For 20 minutes Andrea McColl, a research assistant at the University of Southern California, has been repeating the same string of nonsense syllables, changing her intonation on cue. When a smiling cartoon face pops up on the screen in front of her, she tries to sound happy. When a frowning face pops up, she sounds sad. And then, again on cue, she falls silent, listening via a headphone as an actress runs through a similar da-da-da-da-da routine.
It’s an exercise that would seem trivial, even silly, were McColl not lying on her back inside a brain-scanning machine.
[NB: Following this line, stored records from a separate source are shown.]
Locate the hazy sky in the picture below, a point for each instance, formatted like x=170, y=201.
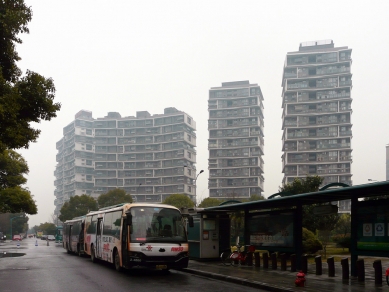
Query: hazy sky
x=129, y=56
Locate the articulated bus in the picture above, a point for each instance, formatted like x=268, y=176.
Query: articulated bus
x=138, y=235
x=58, y=234
x=73, y=235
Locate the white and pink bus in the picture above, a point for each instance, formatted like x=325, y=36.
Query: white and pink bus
x=138, y=235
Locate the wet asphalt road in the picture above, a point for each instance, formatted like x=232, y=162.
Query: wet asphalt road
x=49, y=268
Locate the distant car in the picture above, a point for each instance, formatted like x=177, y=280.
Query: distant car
x=51, y=237
x=17, y=237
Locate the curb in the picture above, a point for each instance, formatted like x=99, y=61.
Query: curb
x=240, y=281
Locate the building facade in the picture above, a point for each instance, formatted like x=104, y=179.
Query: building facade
x=235, y=140
x=149, y=156
x=316, y=119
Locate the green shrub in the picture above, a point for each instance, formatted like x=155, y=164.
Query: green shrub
x=310, y=243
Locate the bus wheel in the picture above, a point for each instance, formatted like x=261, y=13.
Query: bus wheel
x=116, y=261
x=92, y=255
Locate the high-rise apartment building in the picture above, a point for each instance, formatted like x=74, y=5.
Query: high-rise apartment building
x=387, y=162
x=316, y=120
x=149, y=156
x=235, y=140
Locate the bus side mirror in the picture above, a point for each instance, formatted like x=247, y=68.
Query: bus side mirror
x=190, y=220
x=129, y=219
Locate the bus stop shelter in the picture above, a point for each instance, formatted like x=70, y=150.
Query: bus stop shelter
x=369, y=219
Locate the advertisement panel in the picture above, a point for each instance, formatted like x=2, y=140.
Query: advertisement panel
x=373, y=226
x=270, y=230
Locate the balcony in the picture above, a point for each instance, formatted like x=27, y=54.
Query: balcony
x=345, y=133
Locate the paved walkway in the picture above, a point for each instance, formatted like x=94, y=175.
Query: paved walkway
x=277, y=280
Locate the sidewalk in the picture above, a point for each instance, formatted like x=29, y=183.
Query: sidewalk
x=277, y=280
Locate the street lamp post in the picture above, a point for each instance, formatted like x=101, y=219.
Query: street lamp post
x=195, y=199
x=19, y=216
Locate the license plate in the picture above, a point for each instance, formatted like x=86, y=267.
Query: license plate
x=161, y=267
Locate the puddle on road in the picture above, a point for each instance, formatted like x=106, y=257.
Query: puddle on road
x=11, y=254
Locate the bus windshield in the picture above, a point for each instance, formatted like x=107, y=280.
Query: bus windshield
x=157, y=224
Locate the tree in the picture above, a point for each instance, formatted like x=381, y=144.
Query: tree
x=311, y=221
x=14, y=198
x=254, y=198
x=179, y=201
x=23, y=100
x=209, y=202
x=301, y=186
x=77, y=206
x=114, y=197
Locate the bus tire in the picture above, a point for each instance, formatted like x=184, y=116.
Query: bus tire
x=116, y=261
x=92, y=255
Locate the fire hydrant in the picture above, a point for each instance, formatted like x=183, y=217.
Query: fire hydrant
x=300, y=279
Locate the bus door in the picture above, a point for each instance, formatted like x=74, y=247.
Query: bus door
x=99, y=237
x=70, y=237
x=124, y=243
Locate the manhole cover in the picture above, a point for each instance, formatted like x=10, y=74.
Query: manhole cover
x=11, y=254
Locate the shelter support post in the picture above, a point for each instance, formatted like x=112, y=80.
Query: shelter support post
x=298, y=235
x=354, y=236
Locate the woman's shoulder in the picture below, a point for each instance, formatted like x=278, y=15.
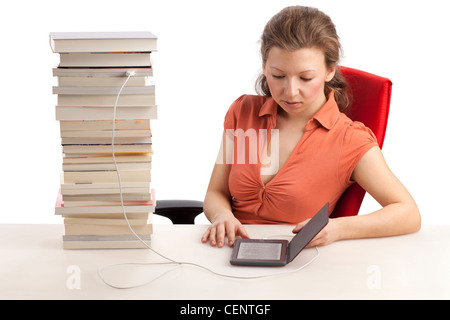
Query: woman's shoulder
x=249, y=101
x=356, y=131
x=249, y=109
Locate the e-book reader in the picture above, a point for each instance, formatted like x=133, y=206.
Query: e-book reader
x=277, y=252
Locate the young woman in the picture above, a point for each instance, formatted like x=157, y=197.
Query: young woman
x=319, y=152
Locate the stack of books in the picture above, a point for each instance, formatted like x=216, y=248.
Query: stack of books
x=98, y=209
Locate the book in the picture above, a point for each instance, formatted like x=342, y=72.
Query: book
x=91, y=72
x=106, y=100
x=106, y=176
x=105, y=59
x=104, y=210
x=107, y=166
x=99, y=81
x=103, y=90
x=104, y=113
x=99, y=149
x=105, y=140
x=92, y=125
x=107, y=133
x=144, y=196
x=137, y=41
x=106, y=158
x=102, y=72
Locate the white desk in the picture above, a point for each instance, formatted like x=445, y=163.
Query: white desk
x=33, y=265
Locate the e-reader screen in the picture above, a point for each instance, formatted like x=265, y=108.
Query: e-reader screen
x=259, y=252
x=274, y=252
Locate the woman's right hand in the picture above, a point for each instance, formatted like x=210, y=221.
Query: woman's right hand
x=224, y=226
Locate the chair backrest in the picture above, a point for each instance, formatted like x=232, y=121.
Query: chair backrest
x=371, y=98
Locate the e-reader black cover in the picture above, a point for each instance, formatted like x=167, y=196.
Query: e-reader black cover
x=273, y=252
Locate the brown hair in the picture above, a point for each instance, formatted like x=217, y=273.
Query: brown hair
x=298, y=27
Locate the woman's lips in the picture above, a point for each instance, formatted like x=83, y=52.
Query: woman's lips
x=291, y=104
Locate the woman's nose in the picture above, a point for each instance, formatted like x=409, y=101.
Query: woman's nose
x=292, y=87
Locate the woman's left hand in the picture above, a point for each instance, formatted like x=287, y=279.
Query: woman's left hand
x=326, y=236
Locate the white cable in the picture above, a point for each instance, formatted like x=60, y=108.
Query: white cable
x=178, y=264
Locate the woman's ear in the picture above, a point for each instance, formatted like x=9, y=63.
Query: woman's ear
x=331, y=73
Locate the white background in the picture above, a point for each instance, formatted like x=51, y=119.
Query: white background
x=208, y=56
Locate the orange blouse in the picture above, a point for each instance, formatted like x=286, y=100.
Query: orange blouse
x=318, y=170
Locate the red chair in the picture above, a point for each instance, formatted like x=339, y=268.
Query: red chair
x=371, y=96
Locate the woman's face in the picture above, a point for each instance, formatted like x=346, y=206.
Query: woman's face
x=297, y=79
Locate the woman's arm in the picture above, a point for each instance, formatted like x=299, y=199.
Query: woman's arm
x=399, y=214
x=217, y=208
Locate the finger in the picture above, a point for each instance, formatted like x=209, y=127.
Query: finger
x=242, y=232
x=300, y=226
x=206, y=235
x=212, y=236
x=231, y=234
x=220, y=235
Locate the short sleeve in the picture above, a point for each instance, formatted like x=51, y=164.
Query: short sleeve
x=232, y=114
x=357, y=141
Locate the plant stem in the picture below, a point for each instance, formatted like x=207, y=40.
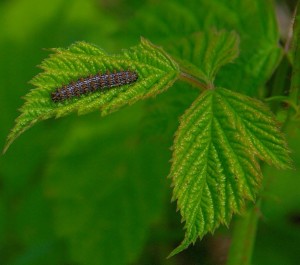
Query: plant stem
x=244, y=237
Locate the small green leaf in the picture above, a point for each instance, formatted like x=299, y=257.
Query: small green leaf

She’s one of the first participants in a research project designed by Lisa Aziz-Zadeh, a neuroscientist at U.S.C.’s Brain and Creativity Institute, to test an intriguing question at the heart of a new field of brain research: Do areas of gray matter respond to the emotional contours of speech produced by others in the same way they do when we ourselves are speaking?
The question is one few researchers would have thought of asking a decade ago. But that was before University of Parma neuroscientist Giacomo Rizzolatti and his colleagues began publishing the eyebrow-raising results of experiments they had been conducting with macaques. The Italian scientists were monitoring the monkeys’ brain activity–observing how neurons in the premotor cortex buzzed with activity as the animals grasped a piece of food–when something strange kept happening. The monkeys would be sitting still, doing nothing in particular, and one of the researchers would pick up some raisins or sunflower seeds in order to place them on a tray. At that point, the same neurons started buzzing again, in just the same pattern. The scientists couldn’t explain it; they thought that perhaps the monkeys were subtly moving in anticipation of being fed. Through a series of experiments, however, they finally established that the neurons started firing whenever the monkeys saw a person grasp an object. It was as if the monkeys were mentally mirroring the action they observed.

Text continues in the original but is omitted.